# My Favourite Christmas Prezzy - A Hot Smoker!



## the_rayway (Dec 29, 2014)

Woot! I now have in my possession a Master Chef Vertical smoker. It uses charcoal and wood chunks, and looks a little like R2D2 in black.

I think it will be too cold for a little while to actually use it outdoors, but would love it if I could get some advice from the experts on the site as to recipes, books I should read, and tips/tricks.

SOOOO excited about this - my husband totally nailed my gift this year 

Alright - who's got some suggestions?


----------



## Boatboy24 (Dec 29, 2014)

Congrats! It's never too cold to grill or smoke. Then again, I don't live in Manitoba. :>

A great first recipe is pulled pork. It takes a while, but is relatively simple. I'm a member of this site, and while it is focused on Weber, the concepts and recipes work on any cooker, and many of the members use serveral different kinds. Check out the recipes (under cooking topics) and the forums - it's a very friendly place: http://virtualweberbullet.com/


----------



## Putterrr (Dec 29, 2014)

Congrats. I haven't seen the smoker you list but I do have a Big Green Egg ceramic smoker. Adding a smokey flavour to BBQ's adds a whole new layers to cooking. 

The one thing I would suggest is a verg good thermometer. I suggest the Thermopen. Pricey but 3 second readings makes it the choice of chefs everywhere. The green egg owners have a website for tips, techniques and recipies. Perhaps your smoker has the same. 

I suggest you try a spatchcock chicken as it is simple and easy. 

http://www.nakedwhiz.com/spatch.htm

I would just cut down one side of the backbone and leave it attached. That way when put the bones in your slow cooker for soup, you will have extra flavour and meat.

The nakedwhiz site has lots of stuff. Mostly geared to my type of smoker but the principals are the same.

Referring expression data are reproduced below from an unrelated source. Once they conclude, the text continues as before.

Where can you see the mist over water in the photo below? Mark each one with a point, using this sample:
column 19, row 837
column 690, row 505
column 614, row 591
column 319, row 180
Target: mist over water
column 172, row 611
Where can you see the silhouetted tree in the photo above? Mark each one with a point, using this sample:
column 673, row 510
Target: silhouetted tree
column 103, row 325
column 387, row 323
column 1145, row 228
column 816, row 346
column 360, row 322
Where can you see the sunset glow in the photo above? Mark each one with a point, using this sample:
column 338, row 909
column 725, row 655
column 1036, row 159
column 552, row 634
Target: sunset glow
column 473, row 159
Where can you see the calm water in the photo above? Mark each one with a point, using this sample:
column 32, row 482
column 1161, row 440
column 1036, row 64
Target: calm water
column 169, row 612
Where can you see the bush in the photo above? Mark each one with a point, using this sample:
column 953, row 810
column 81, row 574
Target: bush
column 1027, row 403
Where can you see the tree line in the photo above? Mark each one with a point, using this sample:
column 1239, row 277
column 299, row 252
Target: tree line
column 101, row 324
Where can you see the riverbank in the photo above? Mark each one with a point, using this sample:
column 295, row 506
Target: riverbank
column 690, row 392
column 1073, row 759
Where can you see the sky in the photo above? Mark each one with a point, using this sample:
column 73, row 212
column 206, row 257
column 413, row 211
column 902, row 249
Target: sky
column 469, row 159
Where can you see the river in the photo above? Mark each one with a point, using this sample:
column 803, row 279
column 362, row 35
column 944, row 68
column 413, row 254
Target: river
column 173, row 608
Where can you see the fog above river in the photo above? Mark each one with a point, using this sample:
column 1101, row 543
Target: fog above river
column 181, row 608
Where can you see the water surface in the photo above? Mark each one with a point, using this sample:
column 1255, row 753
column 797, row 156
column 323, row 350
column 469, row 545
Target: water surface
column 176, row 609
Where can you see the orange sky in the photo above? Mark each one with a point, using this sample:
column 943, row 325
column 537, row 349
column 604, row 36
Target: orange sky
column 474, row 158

I love my green egg as much as making wine. I'm sure you will enjoy yours

cheers


----------



## Putterrr (Dec 29, 2014)

Boatboy24 said:


> Congrats! It's never too cold to grill or smoke. Then again, I don't live in Manitoba. :>
> 
> A great first recipe is pulled pork. It takes a while, but is relatively simple. I'm a member of this site, and while it is focused on Weber, the concepts and recipes work on any cooker, and many of the members use serveral different kinds. Check out the recipes (under cooking topics) and the forums - it's a very friendly place: http://virtualweberbullet.com/


 
Jim if you haven't, give the Turbo Pulled pork a try. Still great flavour but less than 5 hours. vs 12-18 depending on equipment and size of meat


----------



## Jericurl (Dec 29, 2014)

OMG, I'm so excited for you.

Manthing got a big BBQ grill combo thing this last summer. One side of it is a smoker.

He's had to dink around and make some adjustments on it to get it working the way he wants.

He's made several briskets with it and wants to buy a whole turkey and smoke it as well.

I have no advice really, I don't smoke anything except for deviled eggs, but I will look forward to you posting more about your adventures with it.


----------



## Boatboy24 (Dec 29, 2014)

I agree with @Putterrr on the Thermopen. Great piece of gear. 

And the nakedwhiz site is a good one. When you cook your first turkey on that new smoker, use the "Mad Max" gravy recipe. It is awesome.


----------



## richmke (Dec 29, 2014)

In the cold season, I suggest cold smoking bacon (pork belly).

To generate smoke, without a lot of heat, I suggest one of these:
http://www.amazenproducts.com/ProductDetails.asp?ProductCode=AMNPS5X8


----------



## Steve_M (Dec 29, 2014)

I got a Weber Smoky Mountain 22 1/2 as well. Thinking about firing it up for New Years Day.

Another site I often visit for recipes is http://www.amazingribs.com


Steve


----------



## Boatboy24 (Dec 29, 2014)

@richmke is right. Colder weather is perfect for bacon. And cheese.


----------



## the_rayway (Dec 29, 2014)

Sweet, thanks for the feedback everyone!

It's minus 30c today, and I'm thinking since the bottom is 'open' it might be a bit too cold right now, but if it comes down to -20 or so I'm totally going to give bacon a go. I was googling recipes and drooling this morning. We have a Chinese grocery that always stocks 50-70 fresh pork bellies in their butcher's cooler each day. Pulled pork is a good one too. Oooohhhhh yum!

Cheese would also be awesome, I love the smoked mozza and goudas from our local cheesemaker, so I might pick some up for a try at making my own.

I'm going to check these sites out too - I'm loving that you all know so much about this new hobby!


----------



## Putterrr (Dec 29, 2014)

https://griffinsgrub.wordpress.com/

this gentleman also knows how to cook on the BBQ/smoker


----------